I spent this time in clinic, helping another student with a client who we initially thought had a lateral meniscus tear and also conducted an appointment with a previous client who presented with costovertebral dysfunction.
A virtual appointment had been previously completed with the first client (see reflection).To summarise, from the subjective assessment it sounded like a lateral meniscus tear, however all of the special tests that correspond to this pathology were negative. This prompted us to revaluate the clinical impression. Other common causes of lateral knee pain include lateral collateral ligament sprain, patellofemoral dysfunction, biceps femoris tendonitis and iliotibial band syndrome (Winslow, 2014).
When observing the clients squat, we noticed that they lifted there heels off the ground, as they got deeper into the squat position. This suggested that dorsiflexion range of movement (ROM) was reduced therefore exercises such as self ankle mobilisations and heel lowers were used to increased this range at the ankle. Ankle dorsiflexion is essential during terminal stance of gait, if reduced in can affect kinetic and kinematics at the knee and cause problems further up the kinetic chain (Ota et al., 2014). There is an abundance of literature validating the effective of strengthening and aerobic conditioning programmes in managing knee pain (Chirichella et al., 2019). Because of this isometric quad exercise, terminal extensions, clamshells, side lying abductions and crab walks were all prescribed.

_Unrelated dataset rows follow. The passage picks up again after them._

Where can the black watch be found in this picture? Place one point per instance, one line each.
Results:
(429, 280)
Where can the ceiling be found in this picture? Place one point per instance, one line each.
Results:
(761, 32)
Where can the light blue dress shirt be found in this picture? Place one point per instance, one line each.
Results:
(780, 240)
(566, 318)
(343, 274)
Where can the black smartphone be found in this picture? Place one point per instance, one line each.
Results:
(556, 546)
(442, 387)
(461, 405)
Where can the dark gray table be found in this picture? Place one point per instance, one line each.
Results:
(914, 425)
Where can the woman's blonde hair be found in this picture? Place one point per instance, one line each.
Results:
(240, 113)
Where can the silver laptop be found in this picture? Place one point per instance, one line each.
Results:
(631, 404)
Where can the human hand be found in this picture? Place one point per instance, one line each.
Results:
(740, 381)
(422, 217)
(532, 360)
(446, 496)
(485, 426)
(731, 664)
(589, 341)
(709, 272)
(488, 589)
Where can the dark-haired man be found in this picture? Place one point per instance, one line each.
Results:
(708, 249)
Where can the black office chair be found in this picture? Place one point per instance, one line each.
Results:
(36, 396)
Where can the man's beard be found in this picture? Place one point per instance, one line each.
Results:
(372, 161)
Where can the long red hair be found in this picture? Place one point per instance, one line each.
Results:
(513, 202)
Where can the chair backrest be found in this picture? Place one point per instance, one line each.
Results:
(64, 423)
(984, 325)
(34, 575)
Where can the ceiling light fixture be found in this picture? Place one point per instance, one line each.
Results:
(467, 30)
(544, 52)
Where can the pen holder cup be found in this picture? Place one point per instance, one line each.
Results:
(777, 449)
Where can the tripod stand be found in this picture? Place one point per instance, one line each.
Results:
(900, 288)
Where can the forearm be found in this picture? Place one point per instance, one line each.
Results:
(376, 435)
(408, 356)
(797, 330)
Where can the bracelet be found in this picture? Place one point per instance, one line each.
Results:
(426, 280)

My second client had been into clinic previously (see reflection).I was thrilled to hear that she no longer had any pain in the thoracic region which implies that a combination of manual therapy and mobility exercises worked. However, they were now experiencing a sharp pain in both sides of the lower back. After completing a thorough objective assessment including ROM, palpations and special tests, it was considered to be non-specific lower back pain. This term is used when the pathoanatomical cause of pain cannot be determined (Maher, Underwood & Buchbinder, 2017). It is suggested that the onset and course of pain are influenced by stress (Crettaz et al., 2013) which is apparent with this client as they described their stress levels as high.
What Went Well
I feel happy with my progress regarding the completion of the subjective and objective assessment. I need to continue to work on devising clinical impressions based off of the assessment information with a rationale for why.
|Areas for Improvement||Action Plan|
|Need to understand the anatomy of the body to help differentiate between different clinical impressions.||Over Easter begin to revise anatomy.|
|What abnormalities could be seen in specific functional movements||Find out what areas of the body we need to watch for any abnormalities when conducting functional movements|
Closing the Loop
Since writing this reflection, I have began to revise anatomy in order to develop my understanding further.
Chirichella, P. S., Jow, S., Iacono, S., Wey, H. E., & Malanga, G. A. (2019). Treatment of knee meniscus pathology: rehabilitation, surgery, and orthobiologics. PM&R, 11(3), 292-308.
Crettaz, B., Marziniak, M., Willeke, P., Young, P., Hellhammer, D., Stumpf, A., & Burgmer, M. (2013). Stress-induced allodynia–evidence of increased pain sensitivity in healthy humans and patients with chronic pain after experimentally induced psychosocial stress. PloS one, 8(8), e69460.
Maher, C., Underwood, M., & Buchbinder, R. (2017). Non-specific low back pain. The Lancet, 389(10070), 736-747.
Ota, S., Ueda, M., Aimoto, K., Suzuki, Y., & Sigward, S. M. (2014). Acute influence of restricted ankle dorsiflexion angle on knee joint mechanics during gait. The Knee, 21(3), 669-675.
Winslow, J. (2014). Treatment of lateral knee pain using soft tissue mobilization in four female triathletes. International journal of therapeutic massage & bodywork, 7(3), 25-31.